En se rendant chez le notaire, Rohan pensait que
maître Monroe avait d'autres éléments à lui communiquer concernant
la succession. Celle-ci s'était passée sans difficulté, grâce aux
précautions prises par son grand-père Henry. Mais ces précautions
avaient confirmé à Rohan qu'il avait envisagé un tel drame.
Pourquoi ?
Le jeune homme avait hérité de la totalité de la
fortune des siens. Il avait pensé que celle-ci se limitait à la
grande demeure de Silverton et à quelques avoirs en banque, mais il
avait découvert avec stupéfaction qu'il était désormais très riche.
Une fortune investie dans plusieurs pays, sous forme de terrains
agricoles, d'immeubles de rapport, de participations dans des
sociétés non cotées en Bourse. Visiblement, Henry Westwood n'avait
aucune confiance dans le système financier libéral. La liste de ses
biens était très longue et étonnamment diverse. Le notaire l'avait
chiffrée à plus de deux cents millions de dollars. Cette nouvelle
aurait dû le réjouir, tout au moins le consoler. Il n'en avait
conçu qu'une grande amertume. Que lui importait d'être si riche
s'il était seul à en profiter ?
Même si les siens vivaient aisément, il n'aurait
jamais soupçonné que cette fortune fût si importante. Il comprenait
mieux à présent pourquoi le FBI avait nourri des soupçons à son
égard. Cependant, il découvrait sa famille sous un jour inattendu.
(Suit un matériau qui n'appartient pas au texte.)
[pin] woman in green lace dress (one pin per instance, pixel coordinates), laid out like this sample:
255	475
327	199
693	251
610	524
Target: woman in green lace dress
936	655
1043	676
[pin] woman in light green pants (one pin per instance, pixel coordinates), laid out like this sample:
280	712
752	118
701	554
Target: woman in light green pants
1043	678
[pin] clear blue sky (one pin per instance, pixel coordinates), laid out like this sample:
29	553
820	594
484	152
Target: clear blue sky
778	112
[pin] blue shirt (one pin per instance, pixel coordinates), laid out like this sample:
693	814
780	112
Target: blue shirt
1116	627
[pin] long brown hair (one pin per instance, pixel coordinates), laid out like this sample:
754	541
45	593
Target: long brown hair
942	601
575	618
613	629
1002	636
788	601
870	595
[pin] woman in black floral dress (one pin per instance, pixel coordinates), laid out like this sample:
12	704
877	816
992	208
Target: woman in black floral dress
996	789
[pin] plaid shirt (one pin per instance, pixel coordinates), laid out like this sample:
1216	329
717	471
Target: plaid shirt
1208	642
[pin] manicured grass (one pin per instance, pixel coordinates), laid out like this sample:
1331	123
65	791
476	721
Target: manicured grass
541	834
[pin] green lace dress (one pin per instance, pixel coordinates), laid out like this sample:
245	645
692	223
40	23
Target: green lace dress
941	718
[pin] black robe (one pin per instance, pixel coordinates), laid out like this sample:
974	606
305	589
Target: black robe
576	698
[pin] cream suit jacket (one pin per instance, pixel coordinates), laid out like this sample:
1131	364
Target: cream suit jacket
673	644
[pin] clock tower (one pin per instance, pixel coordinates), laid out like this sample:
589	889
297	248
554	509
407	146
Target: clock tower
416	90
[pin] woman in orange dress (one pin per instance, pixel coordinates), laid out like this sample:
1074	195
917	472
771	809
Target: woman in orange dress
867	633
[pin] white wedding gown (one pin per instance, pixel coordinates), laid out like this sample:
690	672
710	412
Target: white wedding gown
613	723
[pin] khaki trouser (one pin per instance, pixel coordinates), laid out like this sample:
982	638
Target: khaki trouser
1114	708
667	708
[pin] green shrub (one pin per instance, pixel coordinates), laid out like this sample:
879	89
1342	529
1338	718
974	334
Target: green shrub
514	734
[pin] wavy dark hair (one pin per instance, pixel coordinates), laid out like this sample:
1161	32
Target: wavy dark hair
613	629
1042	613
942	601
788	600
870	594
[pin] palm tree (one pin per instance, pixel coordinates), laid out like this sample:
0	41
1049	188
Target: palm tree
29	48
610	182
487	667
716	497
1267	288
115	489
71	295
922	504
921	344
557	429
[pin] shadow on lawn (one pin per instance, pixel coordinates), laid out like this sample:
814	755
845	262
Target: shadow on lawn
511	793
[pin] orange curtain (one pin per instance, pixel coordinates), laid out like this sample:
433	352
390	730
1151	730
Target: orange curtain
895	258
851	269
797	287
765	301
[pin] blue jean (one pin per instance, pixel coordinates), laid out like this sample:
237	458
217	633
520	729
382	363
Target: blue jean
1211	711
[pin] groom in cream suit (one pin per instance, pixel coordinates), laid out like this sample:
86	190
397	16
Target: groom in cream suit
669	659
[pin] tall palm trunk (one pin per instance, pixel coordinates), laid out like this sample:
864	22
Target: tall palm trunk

Les Westwood auraient pu se passer de travailler. Or, son père
l'avait toujours incité à l'effort, et il exigeait la même
discipline de ses deux autres enfants. Rohan avait toujours été
intéressé par l'histoire et l'archéologie. Comme son père et son
grand-père avant lui. Douglas
l'avait invité à pousser ses études le plus loin possible dans ce
domaine. Ce qu'il avait fait.
A présent, Rohan se demandait comment il
allait employer tout cet argent. Peut-être était-ce pour en parler
que le notaire l'avait convoqué. Comme il l'avait promis, Herbert
Scott l'accompagna à l'étude de maître Monroe, à Seattle.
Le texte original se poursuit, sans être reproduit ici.